By Dr. Joseph Chuman, Leader of The Ethical Culture Society of Bergen County
It is as frightening as it is mysterious. Donald Trump did not create it, but he has catapulted it to new heights, though “depths” would be a more accurate metaphor. He also exemplifies its greatest danger. What I am referring to is our political culture, which has become so extremist, small-minded, nasty and grounded in such staggering irrationality and ignorance, that it is hard to wrap one’s mind around it.
Characteristic of current politics is a strident focus on narrow concerns, zealous commitment to single issues and political identities built around them, a savage division of the American people by class, ethnicity, race, religion, gender, ideology, with an activism that allows for no compromise. Moreover, how is it that so many millions of Americans express political views, often with great anger, that have no basis in fact, lack any nuance, defy evidence, and in many cases, undermine their own self-interest?
Frightening it certainly is. Democracy requires an informed citizenry and an engaged public capable of weighing evidence and coming to reasoned decisions. Voltaire could have been addressing our current moment when he said, “Those who can make you believe absurdities can make you commit atrocities.” What we experience today seems unworthy of and alien to an advanced society.
How We Got to This Point
How have we come to this point? How are we to understand the extremism and irrationality which characterizes so much of our political culture? The answers, of course, are many and complex, and as with so many social conundrums, one can only be speculative. I suggest a few.
We need to begin with economic factors. For many working Americans, the economy isn’t functioning anymore. The new economy, characterized by information technologies and increased automation, has left behind older workers. Their factories have moved abroad, their towns have been gutted, leaving them unemployed or underemployed. The doors to upward mobility, an engine of American productivity and personal fulfillment through work, have been slammed shut. They are without hope, and they despair for their children. Economic dislocation and despair give rise to powerlessness that fuels anger: anger against government, anger against the political class, which they feel, correctly, has abandoned them in the service of its own power and wealth; anger against immigrants, whom they are led to believe are taking jobs that should be theirs. And desperation and anger leave people prone to simplistic and extremist ideas, which they cling to as their salvation.
As an offshoot of the above, this cohort feels abandoned, exploited and taken for granted by the two major political parties. This has opened space for the emergence of authoritarian, demagogic and know-nothing leadership, which promotes itself as embodying directly the will of the people and which alone can put an end to their distress.
Making Ignorance into a Virtue
Going back further, the Republican Party can shoulder much of the blame for the extremism and unreason suffusing our politics. In the 80s, it launched an attack not only on liberals, but also more broadly on liberal values. Those tarred as intellectuals, or even educated, were depicted as not quite “real Americans.” It was an extraordinarily destructive strategy that transformed ignorance, anti-intellectualism and unreason into virtues.
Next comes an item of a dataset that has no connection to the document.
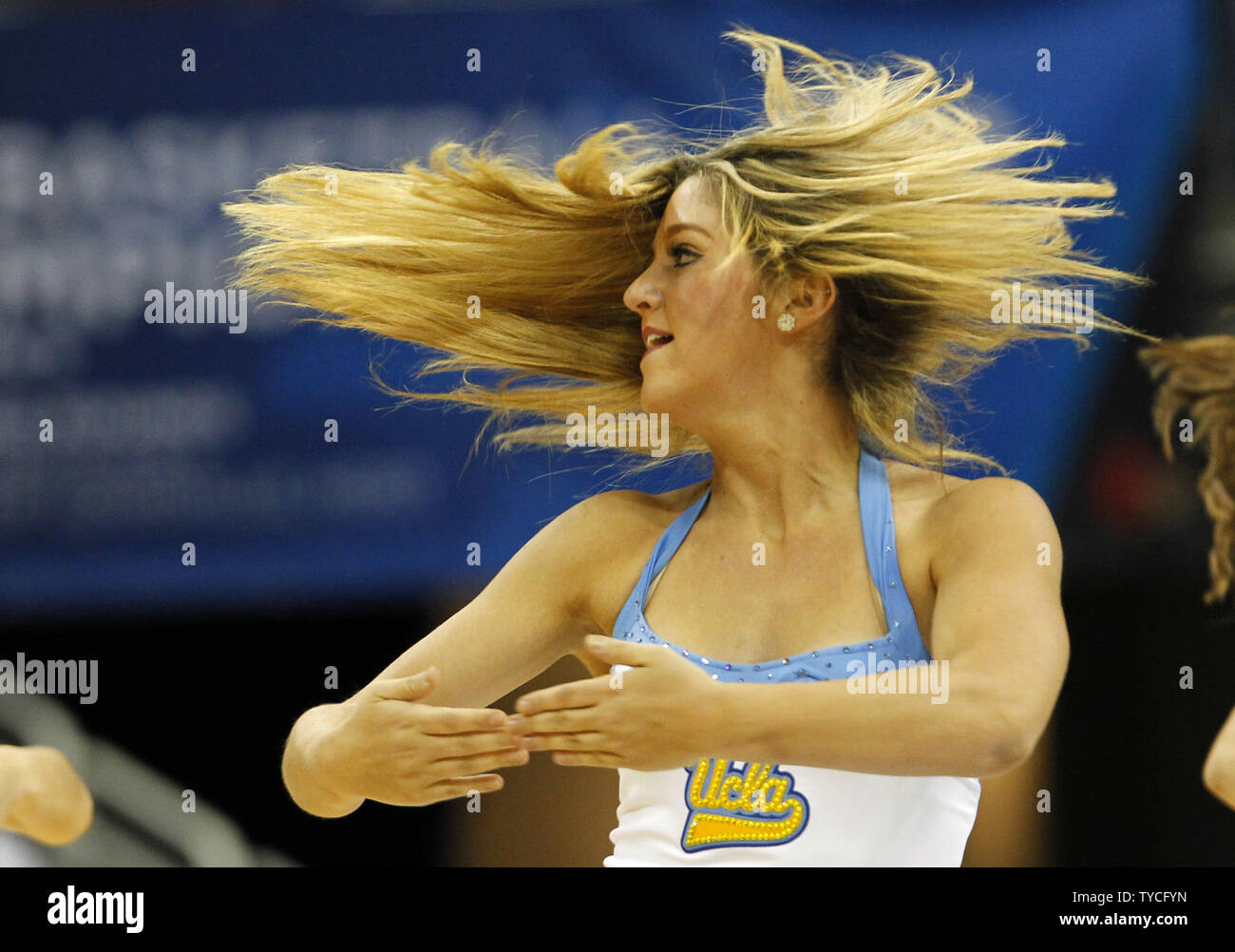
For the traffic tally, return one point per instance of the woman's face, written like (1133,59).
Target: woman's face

Allied with the Republican Party, and even more erosive of reason, was the politicization and extraordinary power of fundamentalist religion. Fundamentalist religion, which places doctrine and faith before reason, is profoundly anti-intellectual and has spread its influence far beyond the confines of the church. Wedded to politics, the Christian Right in the 80s and 90s became a very potent force. Despite the constitutional prohibition of religious tests for public office, an aspiring political leader became expected to wear his religion on his or her sleeve and outdo his opponent in the depth of his religiosity. Religious identity became an important element fused to political life.
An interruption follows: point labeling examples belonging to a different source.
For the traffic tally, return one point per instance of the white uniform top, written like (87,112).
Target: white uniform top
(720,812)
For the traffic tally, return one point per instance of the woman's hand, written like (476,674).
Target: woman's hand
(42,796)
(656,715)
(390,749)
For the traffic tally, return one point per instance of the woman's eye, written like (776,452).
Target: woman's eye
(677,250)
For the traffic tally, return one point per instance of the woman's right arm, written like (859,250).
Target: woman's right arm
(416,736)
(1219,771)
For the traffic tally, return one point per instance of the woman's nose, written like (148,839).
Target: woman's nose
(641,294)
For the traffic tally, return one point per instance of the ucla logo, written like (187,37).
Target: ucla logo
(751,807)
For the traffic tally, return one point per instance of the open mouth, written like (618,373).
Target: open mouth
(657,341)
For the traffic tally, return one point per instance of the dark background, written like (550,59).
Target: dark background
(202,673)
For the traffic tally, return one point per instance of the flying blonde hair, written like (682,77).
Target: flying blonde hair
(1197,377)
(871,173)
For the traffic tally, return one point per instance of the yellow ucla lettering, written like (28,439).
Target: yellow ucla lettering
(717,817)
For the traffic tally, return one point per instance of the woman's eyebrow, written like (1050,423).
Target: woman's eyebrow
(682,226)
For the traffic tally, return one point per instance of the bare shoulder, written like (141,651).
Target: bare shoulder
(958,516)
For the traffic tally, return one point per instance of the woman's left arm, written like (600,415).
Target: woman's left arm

Another dynamic that has narrowed the scope of political discourse is the power of modern communications technology and, with it, how people are informed about the news. The Internet is an extraordinary tool. But it has its down sides. It silos information into narrow and often extreme positions, encouraging people of whatever political persuasion to reinforce their opinions without exposure to conflicting viewpoints. This channeling and narrowing of perspectives has come to characterize so much of the media, which have allowed themselves to become echo chambers for exclusive positions and ideologies, reinforcing political divisions with ever-thickening walls.
There is more I can summon, but the result is that reinforcing one’s identity within a politically defined group becomes more important than values such as dialogue, compromise, and concern for the common good, all of which are necessary for a healthy democracy to flourish.
Tribalism Fosters “In-group vs Out-group” Thinking
Where I am leading is to the conclusion that we can understand much of the irrationalism and extremism of current politics as resulting from something akin to tribal identity. Tribalism, loyalty to one’s group, is an extraordinarily powerful force. All people seek to feel at home in the world. And in great measure that entails reinforcing their personal identities by associating with others much like themselves—those who share with them their values, customs, social habits and ways of life. While this is true to varying degrees in all people, when tribalism becomes excessive, the stage is set for drawing lines between in the in-group and out-groups, us and them, we who are virtuous and they who are to be shunned and reviled.
So powerful can the dynamic of group loyalty become that it can drown out the voice of reason. The reinforcement of communal bonds can deafen one to the claims of evidence or the appeals of outsiders to fundamental recognition and respect. The desire to fit in and feel good and right about oneself trumps all other concerns. Hence the hatred, extremism and irrationalism of our political climate.